From: "E. Allen Smith" <EALLENSMITH@ocelot.Rutgers.EDU>
Date: Mon, 30 Sep 1996 10:35:30 +0800
To: cypherpunks@toad.com
Subject: European Censorship Proposals
Message-ID: <01IA2ANWJV3K8Y56RA@mbcl.rutgers.edu>
MIME-Version: 1.0
Content-Type: text/plain


>     _________________________________________________________________
>   Centura
>     _________________________________________________________________
>                  EURO-COMMISSION TO TACKLE PORN ON INTERNET
>   __________________________________________________________________________
>      Copyright &copy 1996 Nando.net
>      Copyright &copy 1996 Reuter Information Service
      
>   BRUSSELS (Sep 24, 1996 08:06 a.m. EDT) - The European Commission,
>   faced with calls to clamp down on use of the Internet to transmit
>   pornography following a Belgian paedophilia scandal, will take a first
>   step in October towards seeing how it can be done.
   
>   But Culture Commissioner Marcelino Oreja, who intends to unveil a
>   discussion paper on new media services on October 9, says that the
>   process will be a lengthy one in consultation with all concerned and
>   that at the end of the day a world solution could be needed.
   
[...]

>   "We have to find mechanisms to see first how we can find the author
>   who includes this pornography in the Internet and second how we can
>   encrypt the content of these messages," he said.
   
>   The call for a European-wide solution to pornography and paedophilia
>   on the Internet is expected to be a central theme for EU justice
>   ministers in Dublin on Thursday and Friday when they discuss ways of
>   fighting the child sex trade.
   
>   EU culture ministers could also discuss it at their own meeting in the
>   Irish town of Galway on Wednesday.
   
>   The discovery of four murdered girls in Belgium and a child murder,
>   prostitution and pornography ring has focused the world's attention on
>   the child sex trade and fuelled calls for a clamp down on the
>   Internet, which at the moment is little policed and where anonymity is
>   assured.
   
>   Oreja said among the options raised in the discussion paper were the
>   possibility of encrypting access so that only those who pay could see
>   the material, or including a special computer chip -- commonly known
>   as a V-chip -- to screen against pornographic content.

	The obvious solution to this is someone in an unregulated country
getting a couple chips or programs for the de-encryption, then making the
images/text/whatever freely available.
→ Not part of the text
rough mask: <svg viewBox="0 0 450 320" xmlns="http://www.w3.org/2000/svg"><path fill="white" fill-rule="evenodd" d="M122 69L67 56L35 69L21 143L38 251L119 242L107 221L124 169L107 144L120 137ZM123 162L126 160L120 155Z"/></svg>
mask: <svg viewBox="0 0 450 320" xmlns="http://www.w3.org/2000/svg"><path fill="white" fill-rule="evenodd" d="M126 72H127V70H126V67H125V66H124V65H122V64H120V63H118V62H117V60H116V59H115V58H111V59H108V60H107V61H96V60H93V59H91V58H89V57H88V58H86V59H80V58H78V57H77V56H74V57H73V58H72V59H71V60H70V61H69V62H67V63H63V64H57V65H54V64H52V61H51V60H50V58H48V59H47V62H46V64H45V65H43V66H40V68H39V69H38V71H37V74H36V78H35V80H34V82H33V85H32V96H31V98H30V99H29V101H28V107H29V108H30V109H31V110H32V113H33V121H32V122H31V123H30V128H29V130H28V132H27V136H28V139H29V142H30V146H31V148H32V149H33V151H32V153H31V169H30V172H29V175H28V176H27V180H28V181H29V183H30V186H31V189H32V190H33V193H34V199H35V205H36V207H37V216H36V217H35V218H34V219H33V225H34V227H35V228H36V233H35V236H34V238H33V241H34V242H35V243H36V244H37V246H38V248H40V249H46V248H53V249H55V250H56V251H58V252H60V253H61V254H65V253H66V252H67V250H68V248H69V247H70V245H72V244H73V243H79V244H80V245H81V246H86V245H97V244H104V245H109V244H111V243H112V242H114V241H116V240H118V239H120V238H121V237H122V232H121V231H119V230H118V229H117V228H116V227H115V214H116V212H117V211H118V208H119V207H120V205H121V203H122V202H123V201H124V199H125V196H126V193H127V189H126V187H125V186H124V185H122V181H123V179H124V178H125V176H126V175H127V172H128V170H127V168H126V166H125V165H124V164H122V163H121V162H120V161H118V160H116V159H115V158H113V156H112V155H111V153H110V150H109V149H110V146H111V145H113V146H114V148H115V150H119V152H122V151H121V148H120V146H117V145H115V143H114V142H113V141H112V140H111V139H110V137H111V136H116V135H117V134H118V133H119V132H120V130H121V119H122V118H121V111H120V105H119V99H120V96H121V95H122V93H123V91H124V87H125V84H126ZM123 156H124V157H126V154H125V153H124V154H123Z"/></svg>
The major hurdles for this are A.
digital watermarking to see which chip(s) are used then block their
ability to be used (a reason to get more than one chip/program so as to
compare to filter out the watermarking - some techniques for watermarking
will survive this, but most won't) and B. copyright laws in the countries
which do not enforce such provisions.
   
[...]
   
>   Oreja, aware that Internet servers can simply move to a neighbouring
>   country to get round any restrictions agreed at European level, said
>   problems with satellite television had shown that national and
>   European regulations were not enough.
   
>   "We know that national regulation is not enough, that European
>   regulation is not enough...We may need to have a world regulation of
>   these matters, but let's go step by step. We do not have a European
>   regulation," he said.

	If they seriously think this will happen, they need to take another
look at the international situation.
   
>   The idea of a professional code of ethics in which the media would
>   regulate themselves is acknowledgment that European regulation of the
>   Internet could face opposition on freedom of information grounds.
   
>   "I think everything can not be said. I think that violence can have
>   its limits, I think that pornography can have its limits. I am in
>   favour of that, but it can be that the sector itself prepares a code
>   of ethics," he said.

	That's funny, if I were in favor of any censorship it would be of
government propaganda such as this.... they seem to be calling for violence
on a rather frequent basis.
  
>   He said such a code could help get round wide differences between EU
>   member countries, who have widely differing laws on what can be
>   considered pornography and eroticism.